HLS Coding Style: Arrays and Data Types

 

Data Types for Efficient Hardware

C-based native data types are all on 8-bit boundaries (8, 16, 32, 64 bits). RTL buses
(corresponding to hardware) support arbitrary data lengths.

Arrays

If you specify a very large array, it might cause C simulation to run out of memory and fail,
as shown in the following example:

1 #include "ap_cint.h"
2 int i, acc;
3 // Use an arbitrary precision type
4 int32 la0[10000000], la1[10000000];
5 for (i=0 ; i < 10000000; i++) {
6 acc = acc + la0[i] + la1[i];
7 }

A solution is to use dynamic memory allocation for simulation but a fixed sized array for
synthesis, as shown in the next example. This means that the memory required for this is
allocated on the heap, managed by the OS, and which can use local disk space to grow.

 1  #include "ap_cint.h"
 2 int i, acc;
 3 #ifdef __SYNTHESIS__
 4 // Use an arbitrary precision type & array for synthesis
 5 int32 la0[10000000], la1[10000000];
 6 #else
 7 // Use an arbitrary precision type & dynamic memory for simulation
 8 int32 *la0 = malloc(10000000 * sizeof(int32));
 9 int32 *la1 = malloc(10000000 * sizeof(int32));
10 #endif
11 for (i=0 ; i < 10000000; i++) {
12 acc = acc + la0[i] + la1[i];
13 }

Arrays are typically implemented as a memory (RAM, ROM or FIFO) after synthesis. As
discussed in Arrays on the Interface, arrays on the top-level function interface are
synthesized as RTL ports that access a memory outside. Arrays internal to the design are
synthesized to internal block RAM, LUTRAM, UltraRAM, or registers, depending on the
optimization settings.

Cases in which arrays can create issues in the RTL include:
• Array accesses can often create bottlenecks to performance. When implemented as a
memory, the number of memory ports limits access to the data. Array initialization, if
not performed carefully, can result in undesirably long reset and initialization in the
RTL.
• Some care must be taken to ensure arrays that only require read accesses are
implemented as ROMs in the RTL.

Array Accesses and Performance

The following code example shows a case in which accesses to an array can limit
performance in the final RTL design.

1 #include "array_mem_bottleneck.h"
2 dout_t array_mem_bottleneck(din_t mem[N]) {
3 dout_t sum=0;
4 int i;
5 SUM_LOOP:for(i=2;i<N;++i)
6 sum += mem[i] + mem[i-1] + mem[i-2];
7 return sum;
8 }

Trying to pipeline SUM_LOOP with an initiation interval of 1 results in the following message
(after failing to achieve a throughput of 1, Vivado HLS relaxes the constraint):

INFO: [SCHED 61] Pipelining loop 'SUM_LOOP'.
WARNING: [SCHED 69] Unable to schedule 'load' operation ('mem_load_2',
bottleneck.c:62) on array 'mem' due to limited memory ports.
INFO: [SCHED 61] Pipelining result: Target II: 1, Final II: 2, Depth: 3.

A dual-port RAM could be used, but this allows only two accesses per clock cycle.
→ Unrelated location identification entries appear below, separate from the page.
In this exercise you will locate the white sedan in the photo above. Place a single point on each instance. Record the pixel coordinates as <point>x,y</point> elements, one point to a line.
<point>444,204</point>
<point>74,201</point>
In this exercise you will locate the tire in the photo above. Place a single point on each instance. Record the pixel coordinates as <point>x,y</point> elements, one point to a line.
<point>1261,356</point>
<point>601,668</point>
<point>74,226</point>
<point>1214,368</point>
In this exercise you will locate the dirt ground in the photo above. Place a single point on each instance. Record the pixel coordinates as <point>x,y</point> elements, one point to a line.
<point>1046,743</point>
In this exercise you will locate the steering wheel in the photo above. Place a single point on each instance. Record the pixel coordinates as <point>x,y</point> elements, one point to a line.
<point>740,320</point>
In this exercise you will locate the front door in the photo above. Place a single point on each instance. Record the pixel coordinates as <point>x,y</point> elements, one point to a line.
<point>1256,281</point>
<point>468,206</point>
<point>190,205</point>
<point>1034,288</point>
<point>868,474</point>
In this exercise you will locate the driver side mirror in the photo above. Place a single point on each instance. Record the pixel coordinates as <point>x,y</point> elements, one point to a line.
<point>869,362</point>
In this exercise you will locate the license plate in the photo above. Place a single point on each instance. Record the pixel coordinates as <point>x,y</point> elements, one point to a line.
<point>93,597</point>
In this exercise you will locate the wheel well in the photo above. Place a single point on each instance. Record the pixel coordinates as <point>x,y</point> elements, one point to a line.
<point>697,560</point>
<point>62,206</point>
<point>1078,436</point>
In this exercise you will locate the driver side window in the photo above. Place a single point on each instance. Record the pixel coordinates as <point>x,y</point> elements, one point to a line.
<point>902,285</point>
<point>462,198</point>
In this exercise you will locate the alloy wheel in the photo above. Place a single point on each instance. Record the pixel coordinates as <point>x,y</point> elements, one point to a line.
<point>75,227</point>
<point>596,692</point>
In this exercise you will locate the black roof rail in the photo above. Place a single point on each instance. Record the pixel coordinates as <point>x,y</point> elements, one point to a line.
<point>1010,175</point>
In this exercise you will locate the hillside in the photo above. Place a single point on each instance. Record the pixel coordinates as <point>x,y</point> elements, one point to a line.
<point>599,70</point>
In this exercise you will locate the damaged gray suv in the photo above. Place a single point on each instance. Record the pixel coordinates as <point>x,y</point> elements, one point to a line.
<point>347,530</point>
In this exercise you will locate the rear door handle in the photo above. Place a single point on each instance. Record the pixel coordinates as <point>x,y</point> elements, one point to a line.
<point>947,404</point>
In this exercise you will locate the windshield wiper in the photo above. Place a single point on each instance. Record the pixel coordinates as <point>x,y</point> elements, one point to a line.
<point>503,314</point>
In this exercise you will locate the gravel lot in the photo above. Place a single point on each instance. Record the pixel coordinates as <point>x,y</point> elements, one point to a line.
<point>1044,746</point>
Three
reads are required to calculate the value of sum, and so three accesses per clock cycle are
required to pipeline the loop with an new iteration every clock cycle.

This code can be rewritten as shown in the following code example to allow
the code to be pipelined with a throughput of 1. In the following code example, by
performing pre-reads and manually pipelining the data accesses, there is only one array
read specified in each iteration of the loop. This ensures that only a single-port RAM is
required to achieve the performance.

 1 #include "array_mem_perform.h"
 2 dout_t array_mem_perform(din_t mem[N]) {
 3 din_t tmp0, tmp1, tmp2;
 4 dout_t sum=0;
 5 int i;
 6 tmp0 = mem[0];
 7 tmp1 = mem[1];
 8 SUM_LOOP:for (i = 2; i < N; i++) {
 9 tmp2 = mem[i];
10 sum += tmp2 + tmp1 + tmp0;
11 tmp0 = tmp1;
12 tmp1 = tmp2;
13 }
14 return sum;
15 }

Vivado HLS includes optimization directives for changing how arrays are implemented and
accessed. It is typically the case that directives can be used, and changes to the code are not
required. Arrays can be partitioned into blocks or into their individual elements. In some
cases, Vivado HLS partitions arrays into individual elements. This is controllable using the
configuration settings for auto-partitioning.

FIFO Accesses

Accesses to a FIFO must be in sequential order starting from location zero.

Arrays on the Interface

Vivado HLS synthesizes arrays into memory elements by default. When you use an array as
an argument to the top-level function, Vivado HLS assumes the following:
•Memory is off-chip
Vivado HLS synthesizes interface ports to access the memory.
•Memory is standard block RAM with a latency of 1
The data is ready 1 clock cycle after the address is supplied.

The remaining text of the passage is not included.